I find this video really amazing, and I'm always happy when I find out a new way of photo/video expression.
In this case the author, Keith Loutit, has succesfully mixed some cool techniques such as time lapse video, tilt-shift photography, Miniature faking to create something we can call, in default of a shorter expression, tilt-shift miniature faking time lapse video!
First of all if you don't know what I'm speaking about here there are some brief explanations of these concepts. Clicking on the title will send you to Wikipedia more in-depth explanations:
Time-lapse photography is a video technique whereby each frame is captured at a rate much slower than it will be played back. When replayed at normal speed, time appears to be moving faster and thus lapsing. Often the frames are normal photographs taken in sequences on a tripod and mounted in a time-lapse video afterwards. Common subjects are the bloom of flowers or the constuction of buildings. It shouldn't be confused with Stop Motion
Stop motion (or frame-by-frame) is an animation technique to make a physically manipulated object appear to move on its own. The object is moved in small amounts between individually photographed frames, creating the illusion of movement when the series of frames are played as a continuous sequence. Clay figures are often used in stop motion animations, known as claymation, for their ease of repositioning. Perfect examples are famous Animation movies like Chicken Run and Wallace and Gromit
Tilt-shift is a photographic technique used especially in architectural photography to obtain undistorted lines or in many other fields to play artistically with the depth of field. It refers to the use of camera movements on view cameras or on small and medium format cameras with the use of special lenses.
"Tilt-shift" actually encompasses two different types of movements: rotation of the lens relative to the image plane, called tilt, and movement of the lens parallel to the image plane, called shift. Tilt is used to control the orientation of the plane of focus (PoF), and hence the part of an image that appears sharp; it makes use of the Scheimpflug principle. Shift is used to change the line of sight while avoiding the convergence of parallel lines, as when photographing tall buildings.
In many cases, "tilt-shift photography" refers to the use of tilt and a large aperture to achieve a very shallow depth of field.
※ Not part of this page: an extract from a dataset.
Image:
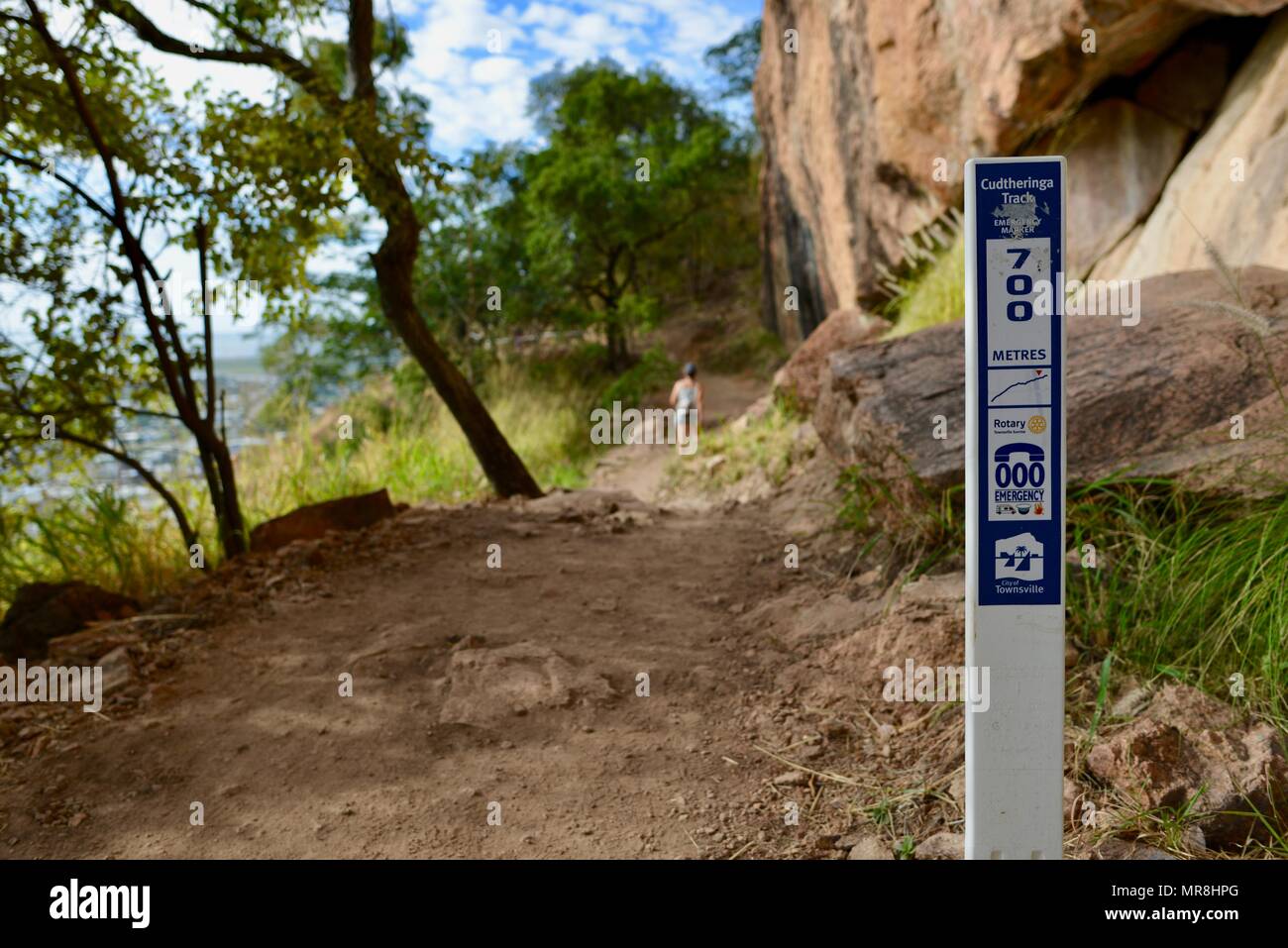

Tilt-shift miniature faking is a process in which a photograph of a life-size location or object is manipulated so that it looks like a photograph of a miniature scale model. By distorting the focus of the photo, with the tilt-shift technique, the artist simulates the shallow depth of field normally encountered with macro lenses making the scene seem much smaller than it actually is. Many miniature faked photographs are taken from a high angle to further simulate the effect of looking down on a miniature. Many examples can be found of the photo, with the Tilt-Shift technique, the artist simulates the shallow normally encountered with here
The author, Keith Loutit, has cleverly mounted a time lapse video made of a sequence of tilt-shift photographs. The result is an amazing video that seems a stop-motion movie relized with little toy tin soldiers or toy-folks such as Lego or Playmobil. Instead everything is absolutely real and many people should have recognized Sydney, Bondi Beach and the neighbourhood.
On Keith Loutit Vimeo page you'll find a lot of other similar videos.